The Acton Off-Broadway Theatre Review: Abigail Duclos’s Blood Orange

by Acton

The new horror play Blood Orange (writer Abigail Duclos, director Vernice Miller) rolls out like a sleepover legend told by flashlight under your neighbor’s pilled polyester blanket: there once were some latchkey kids who started their own cult, worshipping a thing in the refrigerator. 

The two girls are perhaps 15 or 16 years old. Faye (Maria Müller) demands that Eden (Ana Moioli) punch her—hard. She says she wants a mark severe enough that her newly widowed, catatonic mother will notice her, but there’s a masochistic yearning to her voice, too. Deciding which part of her body would best suit a bruise, Faye displays herself for the bashful Eden. Dancing around the subject of just where exactly Eden should touch Faye, they speak with the halting, guarded tempo of teenagers barely able to keep their emotions in check. 

Ana Moioli and Maria Müller in Abigail Duclos’s Blood Orange. Photo by Delia Dumont.

Faye erupts with an unsexy announcement: she’s keeping a dead animal in a paper bag in the refrigerator, and it’s been giving her gifts. Eden takes the news in stride, the way a curious child might react to story hour, and Faye becomes an evangelist of the powers of the rotting thing to heal or hurt, if you just pray hard enough.
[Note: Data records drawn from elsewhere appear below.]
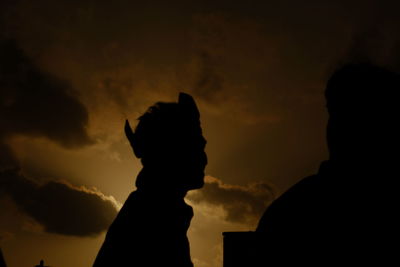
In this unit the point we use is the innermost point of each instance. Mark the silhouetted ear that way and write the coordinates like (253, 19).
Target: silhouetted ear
(187, 101)
(131, 137)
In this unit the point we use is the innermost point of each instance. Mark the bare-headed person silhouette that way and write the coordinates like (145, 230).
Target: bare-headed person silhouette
(344, 214)
(151, 227)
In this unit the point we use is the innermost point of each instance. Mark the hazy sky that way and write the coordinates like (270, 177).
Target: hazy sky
(71, 72)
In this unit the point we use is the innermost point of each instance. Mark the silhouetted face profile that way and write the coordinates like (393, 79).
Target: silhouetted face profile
(169, 141)
(363, 114)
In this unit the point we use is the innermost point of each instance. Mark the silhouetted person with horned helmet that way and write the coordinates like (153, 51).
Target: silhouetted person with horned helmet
(150, 229)
(345, 213)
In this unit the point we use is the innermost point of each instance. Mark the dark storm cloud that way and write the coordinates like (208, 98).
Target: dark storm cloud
(242, 204)
(36, 103)
(209, 83)
(59, 207)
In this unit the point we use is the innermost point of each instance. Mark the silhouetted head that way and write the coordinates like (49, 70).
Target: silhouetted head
(169, 141)
(363, 113)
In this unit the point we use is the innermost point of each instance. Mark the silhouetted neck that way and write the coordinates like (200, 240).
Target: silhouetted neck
(158, 183)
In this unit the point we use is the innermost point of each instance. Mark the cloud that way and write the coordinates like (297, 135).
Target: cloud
(209, 83)
(58, 206)
(36, 103)
(242, 204)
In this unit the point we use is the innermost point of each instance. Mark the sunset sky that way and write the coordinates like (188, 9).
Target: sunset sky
(71, 72)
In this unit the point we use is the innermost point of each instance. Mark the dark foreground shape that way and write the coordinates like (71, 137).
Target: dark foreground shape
(150, 229)
(2, 261)
(344, 214)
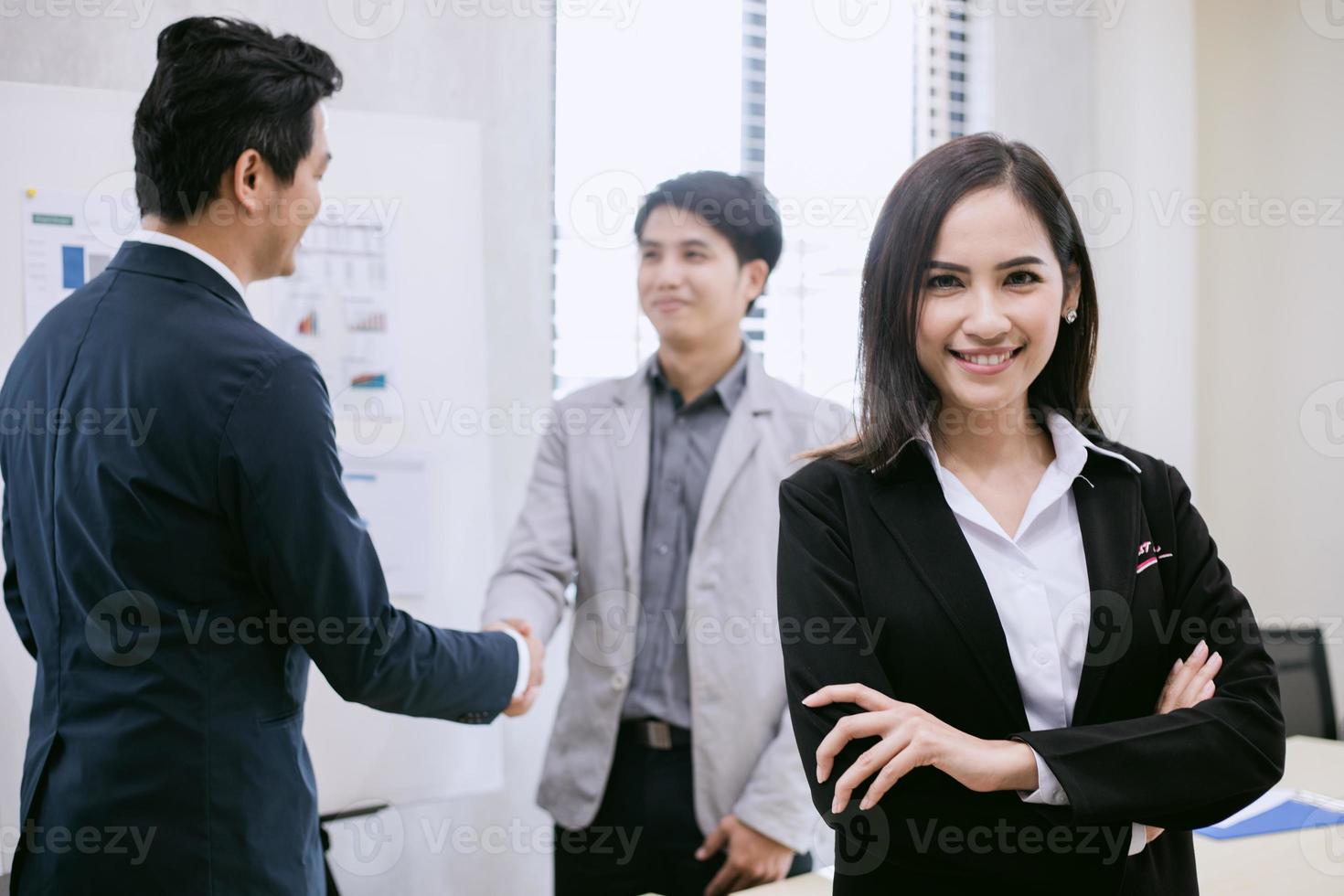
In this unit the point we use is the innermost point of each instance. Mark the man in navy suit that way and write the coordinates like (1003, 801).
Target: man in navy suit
(172, 579)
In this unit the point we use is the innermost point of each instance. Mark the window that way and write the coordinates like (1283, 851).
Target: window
(765, 93)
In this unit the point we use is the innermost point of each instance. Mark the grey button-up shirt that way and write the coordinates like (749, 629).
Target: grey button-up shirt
(683, 443)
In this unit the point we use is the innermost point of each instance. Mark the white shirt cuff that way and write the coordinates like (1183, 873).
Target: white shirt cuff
(1049, 790)
(525, 661)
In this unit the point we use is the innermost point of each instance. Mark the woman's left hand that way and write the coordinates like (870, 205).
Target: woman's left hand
(912, 738)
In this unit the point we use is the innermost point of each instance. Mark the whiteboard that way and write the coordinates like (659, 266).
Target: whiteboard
(423, 175)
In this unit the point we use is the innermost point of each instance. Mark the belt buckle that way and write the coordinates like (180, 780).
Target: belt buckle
(657, 733)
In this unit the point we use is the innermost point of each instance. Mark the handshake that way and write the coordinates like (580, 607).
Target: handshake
(537, 652)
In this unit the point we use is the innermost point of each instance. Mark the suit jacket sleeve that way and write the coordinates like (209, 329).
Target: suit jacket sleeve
(12, 600)
(820, 602)
(775, 801)
(281, 480)
(1189, 767)
(539, 560)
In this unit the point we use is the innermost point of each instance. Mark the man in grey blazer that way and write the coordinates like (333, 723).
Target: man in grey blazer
(672, 767)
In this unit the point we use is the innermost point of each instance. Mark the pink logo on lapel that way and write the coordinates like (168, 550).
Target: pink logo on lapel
(1149, 554)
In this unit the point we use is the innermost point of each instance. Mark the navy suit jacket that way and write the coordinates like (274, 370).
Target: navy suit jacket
(177, 547)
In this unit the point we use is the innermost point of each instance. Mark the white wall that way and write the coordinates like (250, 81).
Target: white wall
(488, 69)
(1221, 317)
(1106, 94)
(1272, 305)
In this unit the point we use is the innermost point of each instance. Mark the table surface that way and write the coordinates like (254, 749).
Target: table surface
(1304, 863)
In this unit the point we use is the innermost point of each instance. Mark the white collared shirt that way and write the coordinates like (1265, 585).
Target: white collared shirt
(156, 238)
(1038, 581)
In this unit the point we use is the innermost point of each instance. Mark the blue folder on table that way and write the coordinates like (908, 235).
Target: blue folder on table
(1293, 813)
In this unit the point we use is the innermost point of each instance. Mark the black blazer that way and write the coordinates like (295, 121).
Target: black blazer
(136, 554)
(858, 551)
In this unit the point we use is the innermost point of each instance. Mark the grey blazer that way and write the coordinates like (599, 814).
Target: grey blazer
(582, 521)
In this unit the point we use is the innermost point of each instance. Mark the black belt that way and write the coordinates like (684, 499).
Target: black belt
(656, 733)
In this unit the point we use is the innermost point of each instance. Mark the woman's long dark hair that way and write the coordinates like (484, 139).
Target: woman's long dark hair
(898, 398)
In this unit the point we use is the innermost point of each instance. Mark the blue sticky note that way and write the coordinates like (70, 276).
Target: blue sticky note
(71, 266)
(1287, 816)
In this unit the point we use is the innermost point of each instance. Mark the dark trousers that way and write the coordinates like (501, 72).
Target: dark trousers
(645, 835)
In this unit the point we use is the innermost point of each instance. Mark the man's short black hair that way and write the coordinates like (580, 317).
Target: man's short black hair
(223, 86)
(734, 206)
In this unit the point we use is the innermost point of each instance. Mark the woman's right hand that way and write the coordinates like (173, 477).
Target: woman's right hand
(1187, 684)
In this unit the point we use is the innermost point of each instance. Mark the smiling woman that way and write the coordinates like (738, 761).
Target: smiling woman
(1029, 716)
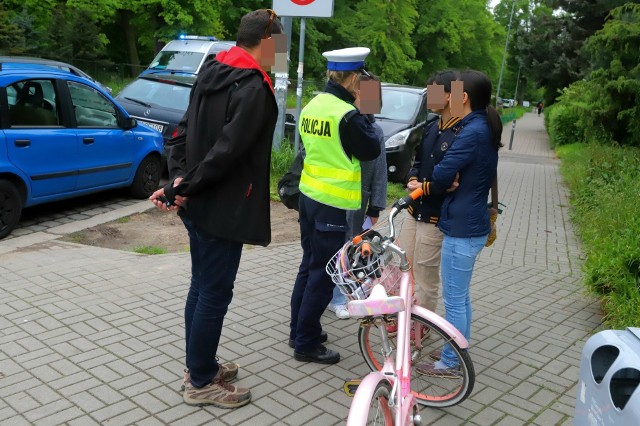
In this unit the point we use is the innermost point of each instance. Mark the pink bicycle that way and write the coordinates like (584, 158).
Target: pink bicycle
(375, 275)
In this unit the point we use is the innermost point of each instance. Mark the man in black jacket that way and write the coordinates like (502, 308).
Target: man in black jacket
(220, 183)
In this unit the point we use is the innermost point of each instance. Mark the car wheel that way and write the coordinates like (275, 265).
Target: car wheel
(147, 177)
(10, 207)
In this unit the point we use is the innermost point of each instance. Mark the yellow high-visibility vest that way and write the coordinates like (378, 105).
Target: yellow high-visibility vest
(328, 175)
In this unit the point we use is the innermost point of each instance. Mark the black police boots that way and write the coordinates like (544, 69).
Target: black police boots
(322, 355)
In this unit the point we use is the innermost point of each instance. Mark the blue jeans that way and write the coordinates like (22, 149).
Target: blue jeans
(214, 265)
(338, 297)
(458, 258)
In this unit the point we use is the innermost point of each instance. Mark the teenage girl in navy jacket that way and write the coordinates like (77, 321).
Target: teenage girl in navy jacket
(464, 217)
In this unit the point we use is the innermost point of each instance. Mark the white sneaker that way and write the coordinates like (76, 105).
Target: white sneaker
(340, 310)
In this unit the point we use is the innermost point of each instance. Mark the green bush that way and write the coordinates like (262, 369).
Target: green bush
(606, 211)
(280, 162)
(562, 121)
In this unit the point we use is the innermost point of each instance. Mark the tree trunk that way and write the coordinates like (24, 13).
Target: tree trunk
(124, 18)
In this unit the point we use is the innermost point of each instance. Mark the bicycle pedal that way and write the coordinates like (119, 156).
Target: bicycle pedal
(351, 386)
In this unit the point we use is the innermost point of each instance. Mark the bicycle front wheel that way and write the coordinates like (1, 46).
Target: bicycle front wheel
(379, 412)
(431, 391)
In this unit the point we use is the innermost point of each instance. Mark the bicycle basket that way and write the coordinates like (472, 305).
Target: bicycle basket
(355, 274)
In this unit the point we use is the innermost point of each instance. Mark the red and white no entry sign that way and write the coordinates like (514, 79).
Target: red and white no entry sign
(304, 8)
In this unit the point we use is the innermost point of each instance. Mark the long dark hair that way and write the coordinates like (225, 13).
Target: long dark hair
(479, 89)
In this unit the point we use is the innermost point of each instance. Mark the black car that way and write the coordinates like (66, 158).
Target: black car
(402, 120)
(158, 100)
(403, 117)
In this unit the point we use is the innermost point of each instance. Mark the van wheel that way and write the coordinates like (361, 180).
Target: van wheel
(147, 177)
(10, 207)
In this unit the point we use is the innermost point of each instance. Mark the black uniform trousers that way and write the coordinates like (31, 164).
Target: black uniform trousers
(323, 230)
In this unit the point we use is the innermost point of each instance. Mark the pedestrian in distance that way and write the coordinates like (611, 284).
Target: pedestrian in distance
(336, 137)
(420, 235)
(219, 184)
(464, 217)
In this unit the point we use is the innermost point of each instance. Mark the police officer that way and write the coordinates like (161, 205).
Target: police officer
(336, 137)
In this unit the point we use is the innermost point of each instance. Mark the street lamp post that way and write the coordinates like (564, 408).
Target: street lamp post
(504, 53)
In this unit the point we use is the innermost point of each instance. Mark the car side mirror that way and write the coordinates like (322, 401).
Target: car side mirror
(130, 123)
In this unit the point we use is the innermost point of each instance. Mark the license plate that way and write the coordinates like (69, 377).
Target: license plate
(156, 126)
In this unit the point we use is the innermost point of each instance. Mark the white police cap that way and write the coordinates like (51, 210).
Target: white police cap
(349, 59)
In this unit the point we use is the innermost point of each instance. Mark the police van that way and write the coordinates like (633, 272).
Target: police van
(187, 54)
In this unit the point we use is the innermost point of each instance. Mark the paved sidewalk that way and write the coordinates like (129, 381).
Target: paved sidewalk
(94, 336)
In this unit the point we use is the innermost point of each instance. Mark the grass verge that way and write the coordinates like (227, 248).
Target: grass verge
(150, 250)
(605, 197)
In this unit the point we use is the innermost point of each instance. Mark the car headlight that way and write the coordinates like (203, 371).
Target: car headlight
(398, 139)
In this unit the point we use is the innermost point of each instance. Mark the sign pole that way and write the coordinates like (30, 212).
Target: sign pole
(280, 88)
(303, 24)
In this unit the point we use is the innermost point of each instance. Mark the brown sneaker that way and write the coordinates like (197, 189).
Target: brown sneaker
(228, 371)
(218, 393)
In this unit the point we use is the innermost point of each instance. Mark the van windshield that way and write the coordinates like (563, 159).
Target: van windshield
(178, 61)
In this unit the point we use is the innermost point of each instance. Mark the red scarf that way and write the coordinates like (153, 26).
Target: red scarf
(237, 57)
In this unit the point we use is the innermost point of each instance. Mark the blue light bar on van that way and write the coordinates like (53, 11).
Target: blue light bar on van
(190, 37)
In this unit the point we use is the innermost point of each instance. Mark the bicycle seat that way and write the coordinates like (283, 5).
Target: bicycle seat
(378, 303)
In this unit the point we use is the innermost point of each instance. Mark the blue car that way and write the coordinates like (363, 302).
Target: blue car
(62, 136)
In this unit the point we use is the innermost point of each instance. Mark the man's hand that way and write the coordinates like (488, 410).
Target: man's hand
(157, 199)
(455, 183)
(179, 199)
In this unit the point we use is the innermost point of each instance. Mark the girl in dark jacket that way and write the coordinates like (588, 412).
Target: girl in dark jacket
(464, 217)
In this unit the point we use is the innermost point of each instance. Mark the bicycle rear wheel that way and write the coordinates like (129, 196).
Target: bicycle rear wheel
(379, 411)
(429, 391)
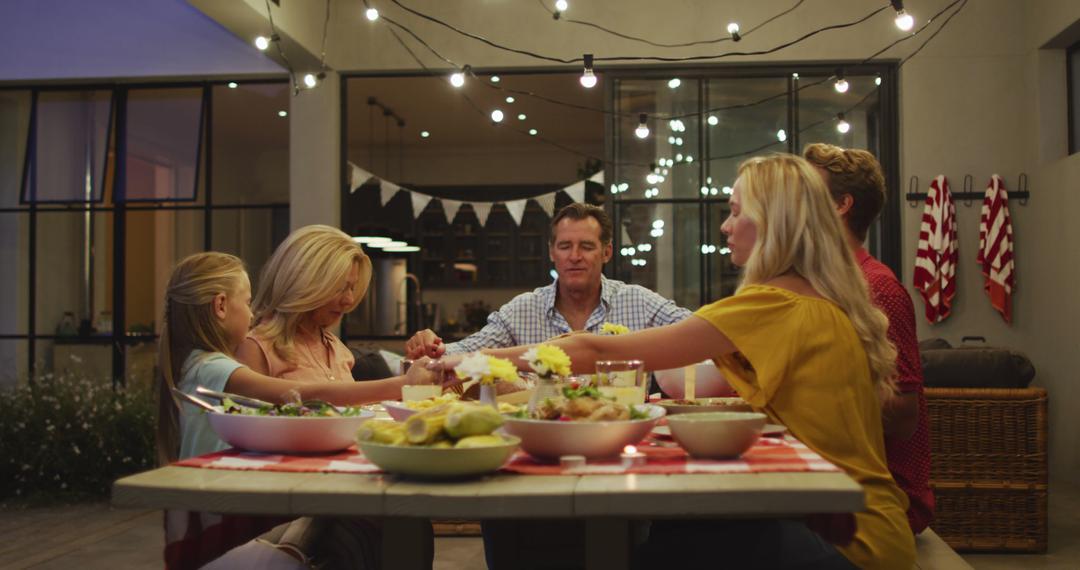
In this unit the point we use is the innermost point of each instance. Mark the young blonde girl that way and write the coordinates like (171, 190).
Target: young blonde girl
(800, 341)
(206, 317)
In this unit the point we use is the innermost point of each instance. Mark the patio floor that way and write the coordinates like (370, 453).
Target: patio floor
(93, 537)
Their mutual enthusiasm for the secret in the refrigerator builds into a frenzy of quasi-religious discovery and invention, and Faye improvises sacred rituals and ecstatic dances with deadly seriousness. Eventually, Faye intuits that the thing requires a sacrifice, and her (slightly) more mature friend Georgia (Giorgia Valenti) begins looking like a vulnerable candidate.

One of Blood Orange’s strengths is its depiction of the power of imagination in young adults straddling the line between stuffed animals and driver’s licenses, and Maria Müller, Ana Moioli, and Giorgia Valenti each create unique expressions of teen anxiety. Müller is as scary and unpredictable as Faye, the attention-craving cult leader. Moioli’s Eden is a daffy but unsettling creation who packs an excellent stage punch. Valenti plays a conventionally popular girl with an inchoate quality that makes us fear for her. And Doreen Oliver is startlingly effective as Faye’s much-discussed but little-seen mother, Mariah—her shock entrance elicited an actual shriek from the audience.

With its inward-looking, claustrophobic atmosphere, Blood Orange, now running at The Jeffrey & Paula Gural Theatre of A.R.T./New York, reminded me of a Creepypasta story or the movie “I Saw the TV Glow“. It meanders a bit, but casts an eerie, hazy spell, eventually building to a weird, whirligig ritual (choreographed by associate director Amelia Rose Estrada) and a satisfying, Grand Guignol climax.